Mock Trial is a competition in which students simulate a real trial. The trial concerns an official AMTA case that remains the same through the entire academic year. The case alternates between a civil and a criminal case every year. The case is entirely fictional, taking place in the fictional state of Midlands.
Teams consist of 6-10 members, but only 6 compete at any given time—3 attorneys and 3 witnesses. These 6 people will go against 6 other people from a different university. Teams must prepare both sides of the case (prosecution/plaintiff and defense) for every competition. This means that any given person could have two roles; one for each side of the case.
At each tournament there are four rounds. In each round you compete only one side of your case meaning you will act as prosecution/plaintiff or defense. A trial consists of opening statements, direct examinations, cross-examinations, and closing statements. Since each team provides 3 witnesses in a round, a total of 6 witnesses will be presented in each round of competition, each requiring a direct examination (by an attorney on their team) and a cross examination (by an attorney from the opposing team). All of these are prepared prior to trial.

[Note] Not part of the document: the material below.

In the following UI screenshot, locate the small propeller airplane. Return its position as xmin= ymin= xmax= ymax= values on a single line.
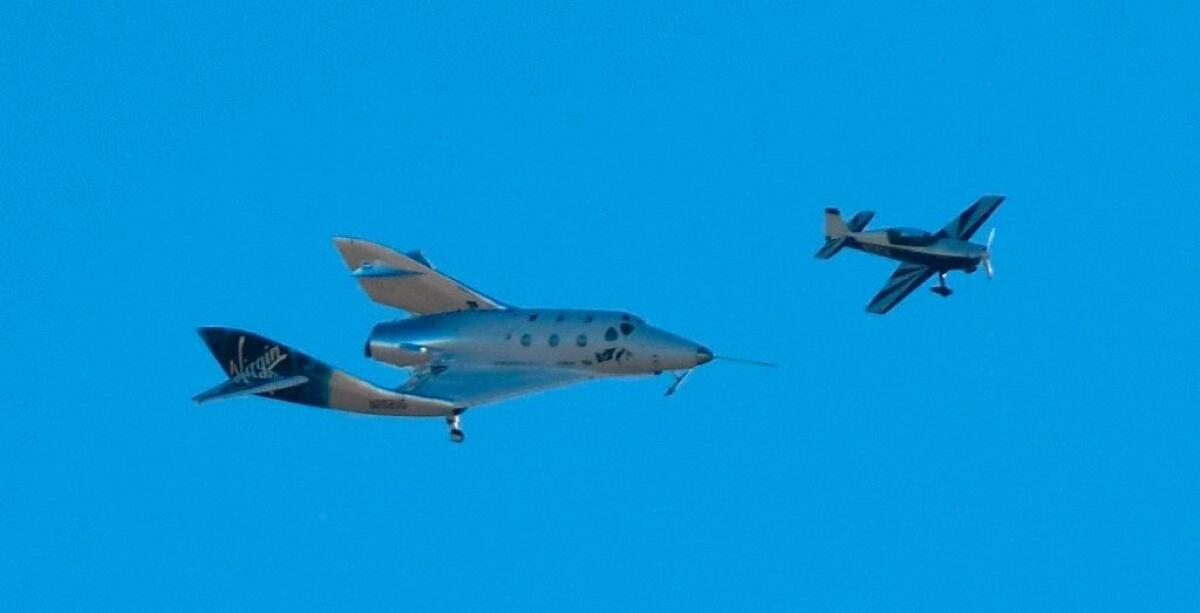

In addition, attorneys must also learn how to object using the Midlands Rules of Evidence. During rounds, the judges score attorneys and witnesses on a scale of 1 to 10. The team that has the most points at the end of a round wins that round. At the end of four rounds, scores are tabulated and the winners are announced.
Confused? Yeah, that’s normal if you’ve never done mock trial before. Think the court scenes from Legally Blonde or Law and Order: SVU (minus a little bit of drama).